In WebEdit.NET, choose File/Template/Open Complex Template ..., choosing a path information document (currently preset to a template stored on my web site, which creates a new class along with a type-safe collection), and an output directory.

Have a look at the Resources page for interesting path information documents.

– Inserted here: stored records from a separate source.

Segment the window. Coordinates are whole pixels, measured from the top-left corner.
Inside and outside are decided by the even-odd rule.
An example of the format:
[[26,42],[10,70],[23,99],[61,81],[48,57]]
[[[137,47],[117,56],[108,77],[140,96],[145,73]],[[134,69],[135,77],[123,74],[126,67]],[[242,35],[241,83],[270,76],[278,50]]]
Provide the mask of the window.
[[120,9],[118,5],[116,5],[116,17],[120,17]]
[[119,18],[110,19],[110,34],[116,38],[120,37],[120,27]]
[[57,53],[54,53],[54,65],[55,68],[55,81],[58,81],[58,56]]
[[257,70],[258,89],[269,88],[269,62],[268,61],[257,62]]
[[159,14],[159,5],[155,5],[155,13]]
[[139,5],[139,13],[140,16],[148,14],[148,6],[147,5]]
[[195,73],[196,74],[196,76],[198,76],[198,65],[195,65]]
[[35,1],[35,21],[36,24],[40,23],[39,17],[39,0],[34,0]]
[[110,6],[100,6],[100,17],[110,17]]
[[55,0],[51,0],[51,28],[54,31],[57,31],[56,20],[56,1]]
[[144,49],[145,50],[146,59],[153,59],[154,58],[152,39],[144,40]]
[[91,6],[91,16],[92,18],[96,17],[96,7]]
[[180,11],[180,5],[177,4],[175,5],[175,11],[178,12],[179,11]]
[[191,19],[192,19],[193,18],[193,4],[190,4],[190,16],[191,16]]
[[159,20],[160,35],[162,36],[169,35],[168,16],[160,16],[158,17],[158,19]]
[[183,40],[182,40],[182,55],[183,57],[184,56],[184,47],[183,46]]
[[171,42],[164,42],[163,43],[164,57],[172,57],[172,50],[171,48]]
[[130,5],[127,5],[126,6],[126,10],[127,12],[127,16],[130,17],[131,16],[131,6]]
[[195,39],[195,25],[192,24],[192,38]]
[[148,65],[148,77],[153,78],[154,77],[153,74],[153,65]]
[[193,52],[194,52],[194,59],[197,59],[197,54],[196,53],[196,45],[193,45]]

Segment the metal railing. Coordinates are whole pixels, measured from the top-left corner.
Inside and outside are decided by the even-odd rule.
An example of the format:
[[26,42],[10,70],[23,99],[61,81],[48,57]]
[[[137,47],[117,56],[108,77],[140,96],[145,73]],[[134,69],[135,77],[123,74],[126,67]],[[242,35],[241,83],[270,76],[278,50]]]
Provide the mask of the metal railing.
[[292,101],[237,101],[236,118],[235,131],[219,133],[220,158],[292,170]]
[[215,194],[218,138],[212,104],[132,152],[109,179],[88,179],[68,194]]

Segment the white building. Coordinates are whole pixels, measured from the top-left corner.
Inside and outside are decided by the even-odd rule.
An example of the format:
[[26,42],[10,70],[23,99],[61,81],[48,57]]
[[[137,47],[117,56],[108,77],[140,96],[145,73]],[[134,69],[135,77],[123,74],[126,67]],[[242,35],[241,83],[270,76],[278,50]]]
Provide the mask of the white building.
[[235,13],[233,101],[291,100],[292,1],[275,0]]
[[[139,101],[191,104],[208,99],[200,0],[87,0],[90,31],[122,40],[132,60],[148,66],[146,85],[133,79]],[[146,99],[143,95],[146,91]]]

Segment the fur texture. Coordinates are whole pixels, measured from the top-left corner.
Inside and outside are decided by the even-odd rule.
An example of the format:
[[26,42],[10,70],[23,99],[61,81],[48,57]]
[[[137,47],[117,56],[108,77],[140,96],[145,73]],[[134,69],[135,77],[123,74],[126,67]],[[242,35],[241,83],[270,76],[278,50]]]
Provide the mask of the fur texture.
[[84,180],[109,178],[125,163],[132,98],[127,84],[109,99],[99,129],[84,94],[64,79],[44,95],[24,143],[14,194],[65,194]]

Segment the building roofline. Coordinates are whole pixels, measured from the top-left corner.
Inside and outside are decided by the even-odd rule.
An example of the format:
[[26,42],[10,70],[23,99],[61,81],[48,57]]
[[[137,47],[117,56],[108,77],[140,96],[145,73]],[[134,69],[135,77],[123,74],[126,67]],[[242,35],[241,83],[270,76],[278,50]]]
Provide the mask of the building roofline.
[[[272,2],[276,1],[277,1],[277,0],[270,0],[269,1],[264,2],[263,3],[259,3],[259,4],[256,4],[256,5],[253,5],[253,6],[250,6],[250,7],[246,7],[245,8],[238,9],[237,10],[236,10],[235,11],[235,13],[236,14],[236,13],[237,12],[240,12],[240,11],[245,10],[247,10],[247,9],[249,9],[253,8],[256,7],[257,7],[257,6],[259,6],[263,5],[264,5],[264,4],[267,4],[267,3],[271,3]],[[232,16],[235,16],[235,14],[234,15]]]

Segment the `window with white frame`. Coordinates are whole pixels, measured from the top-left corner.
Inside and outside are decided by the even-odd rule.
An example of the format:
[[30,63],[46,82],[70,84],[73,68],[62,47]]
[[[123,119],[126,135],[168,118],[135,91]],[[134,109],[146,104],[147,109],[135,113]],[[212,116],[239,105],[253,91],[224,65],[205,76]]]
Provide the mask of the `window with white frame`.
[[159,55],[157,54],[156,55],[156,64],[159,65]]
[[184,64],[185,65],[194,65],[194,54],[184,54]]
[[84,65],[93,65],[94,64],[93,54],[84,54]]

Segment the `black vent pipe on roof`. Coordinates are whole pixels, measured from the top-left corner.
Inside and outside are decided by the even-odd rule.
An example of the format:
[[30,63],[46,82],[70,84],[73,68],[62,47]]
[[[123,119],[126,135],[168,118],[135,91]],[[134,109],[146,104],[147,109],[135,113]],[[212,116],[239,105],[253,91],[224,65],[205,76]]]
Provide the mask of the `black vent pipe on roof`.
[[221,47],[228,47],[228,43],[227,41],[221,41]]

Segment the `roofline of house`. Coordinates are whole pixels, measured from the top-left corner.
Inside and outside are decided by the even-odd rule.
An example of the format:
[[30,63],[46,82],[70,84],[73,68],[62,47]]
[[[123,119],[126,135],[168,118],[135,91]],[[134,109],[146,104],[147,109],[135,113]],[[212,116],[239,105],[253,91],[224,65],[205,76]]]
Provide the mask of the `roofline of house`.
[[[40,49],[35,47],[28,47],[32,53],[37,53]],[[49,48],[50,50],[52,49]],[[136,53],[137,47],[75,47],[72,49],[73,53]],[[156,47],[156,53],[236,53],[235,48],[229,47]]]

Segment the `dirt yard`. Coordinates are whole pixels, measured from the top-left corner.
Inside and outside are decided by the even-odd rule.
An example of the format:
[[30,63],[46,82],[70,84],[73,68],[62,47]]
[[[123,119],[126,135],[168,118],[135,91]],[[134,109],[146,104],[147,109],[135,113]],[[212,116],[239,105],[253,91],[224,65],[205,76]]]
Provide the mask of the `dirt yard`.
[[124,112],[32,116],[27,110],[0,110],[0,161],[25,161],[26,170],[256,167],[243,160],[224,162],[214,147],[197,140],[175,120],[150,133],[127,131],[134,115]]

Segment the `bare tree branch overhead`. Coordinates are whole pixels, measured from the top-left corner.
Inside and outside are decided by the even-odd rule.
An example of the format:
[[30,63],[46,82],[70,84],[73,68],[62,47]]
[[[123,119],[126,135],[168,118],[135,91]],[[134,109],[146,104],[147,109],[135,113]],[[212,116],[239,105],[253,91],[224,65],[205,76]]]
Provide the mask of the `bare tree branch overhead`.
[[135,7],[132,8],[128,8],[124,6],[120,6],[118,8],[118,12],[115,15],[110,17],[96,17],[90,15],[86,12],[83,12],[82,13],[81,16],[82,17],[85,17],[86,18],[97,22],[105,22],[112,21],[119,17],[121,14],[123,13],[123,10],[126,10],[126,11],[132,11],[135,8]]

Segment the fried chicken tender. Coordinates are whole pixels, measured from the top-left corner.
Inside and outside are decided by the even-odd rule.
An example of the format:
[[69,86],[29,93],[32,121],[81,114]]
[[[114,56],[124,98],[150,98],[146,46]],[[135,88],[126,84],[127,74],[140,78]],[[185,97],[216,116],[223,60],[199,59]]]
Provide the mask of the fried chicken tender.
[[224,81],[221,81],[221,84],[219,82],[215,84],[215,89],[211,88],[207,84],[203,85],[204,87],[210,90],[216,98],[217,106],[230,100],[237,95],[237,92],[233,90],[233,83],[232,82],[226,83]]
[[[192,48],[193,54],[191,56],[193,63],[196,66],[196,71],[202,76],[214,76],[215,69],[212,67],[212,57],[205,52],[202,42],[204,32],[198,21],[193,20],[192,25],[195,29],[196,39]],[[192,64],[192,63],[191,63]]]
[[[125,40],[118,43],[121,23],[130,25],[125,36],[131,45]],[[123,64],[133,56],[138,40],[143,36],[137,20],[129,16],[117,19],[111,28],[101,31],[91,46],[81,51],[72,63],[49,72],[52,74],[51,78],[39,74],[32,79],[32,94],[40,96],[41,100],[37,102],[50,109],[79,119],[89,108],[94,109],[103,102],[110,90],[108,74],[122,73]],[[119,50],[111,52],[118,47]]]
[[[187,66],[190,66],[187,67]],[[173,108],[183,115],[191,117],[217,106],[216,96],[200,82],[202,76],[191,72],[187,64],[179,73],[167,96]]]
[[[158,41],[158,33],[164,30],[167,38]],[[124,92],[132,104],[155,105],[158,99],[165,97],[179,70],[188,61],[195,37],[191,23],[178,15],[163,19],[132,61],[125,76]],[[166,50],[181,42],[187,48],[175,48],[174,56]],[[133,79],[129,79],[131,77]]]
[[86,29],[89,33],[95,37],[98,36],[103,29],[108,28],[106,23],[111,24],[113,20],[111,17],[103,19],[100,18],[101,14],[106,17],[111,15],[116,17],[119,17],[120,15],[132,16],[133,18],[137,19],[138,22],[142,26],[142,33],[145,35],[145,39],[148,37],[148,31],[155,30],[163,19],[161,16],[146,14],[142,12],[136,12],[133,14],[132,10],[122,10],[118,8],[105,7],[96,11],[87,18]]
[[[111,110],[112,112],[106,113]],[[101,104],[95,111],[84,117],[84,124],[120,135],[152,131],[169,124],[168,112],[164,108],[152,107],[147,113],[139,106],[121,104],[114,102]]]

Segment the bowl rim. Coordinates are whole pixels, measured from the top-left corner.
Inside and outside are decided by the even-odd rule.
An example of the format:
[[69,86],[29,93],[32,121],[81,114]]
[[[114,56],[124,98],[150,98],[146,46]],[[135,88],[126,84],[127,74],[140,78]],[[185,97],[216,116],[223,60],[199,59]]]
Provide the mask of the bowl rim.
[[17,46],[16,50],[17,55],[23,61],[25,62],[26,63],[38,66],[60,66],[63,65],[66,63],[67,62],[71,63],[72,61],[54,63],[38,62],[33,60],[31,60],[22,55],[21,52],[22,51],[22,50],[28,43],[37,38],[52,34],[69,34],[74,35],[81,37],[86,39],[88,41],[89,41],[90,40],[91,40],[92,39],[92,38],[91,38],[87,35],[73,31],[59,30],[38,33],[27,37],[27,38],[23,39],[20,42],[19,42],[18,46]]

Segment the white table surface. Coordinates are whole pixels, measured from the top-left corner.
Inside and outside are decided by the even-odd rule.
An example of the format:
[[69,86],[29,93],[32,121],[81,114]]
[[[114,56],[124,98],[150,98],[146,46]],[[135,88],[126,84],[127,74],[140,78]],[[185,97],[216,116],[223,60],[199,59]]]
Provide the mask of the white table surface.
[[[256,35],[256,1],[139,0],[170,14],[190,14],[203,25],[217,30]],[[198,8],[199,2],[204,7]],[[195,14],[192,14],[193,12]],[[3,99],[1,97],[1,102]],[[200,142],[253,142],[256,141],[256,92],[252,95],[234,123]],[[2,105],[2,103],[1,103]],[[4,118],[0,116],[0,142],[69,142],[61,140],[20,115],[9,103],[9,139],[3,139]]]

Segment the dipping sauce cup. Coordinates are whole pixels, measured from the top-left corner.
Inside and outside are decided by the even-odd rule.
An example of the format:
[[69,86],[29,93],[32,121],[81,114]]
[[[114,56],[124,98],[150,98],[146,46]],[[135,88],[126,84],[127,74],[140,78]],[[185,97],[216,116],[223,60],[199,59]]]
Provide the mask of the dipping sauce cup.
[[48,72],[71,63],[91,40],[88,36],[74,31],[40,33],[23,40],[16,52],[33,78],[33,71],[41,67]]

The most simple path info doc looks like this:

<Root literal="Hello, Complex Template!" outfilename="Hello.txt" />

Final Notes

While CTextGenerator processes the path information file in depth-first order, with pre-order traversal, the order in which the underlying object graph is built is undefined (currently: breadth-first, see CGraphNode). Right now, parent and preceding sibling nodes' select attributes will have been evaluated at a given point, but not the select attributes of child nodes of sibling nodes, even preceding siblings.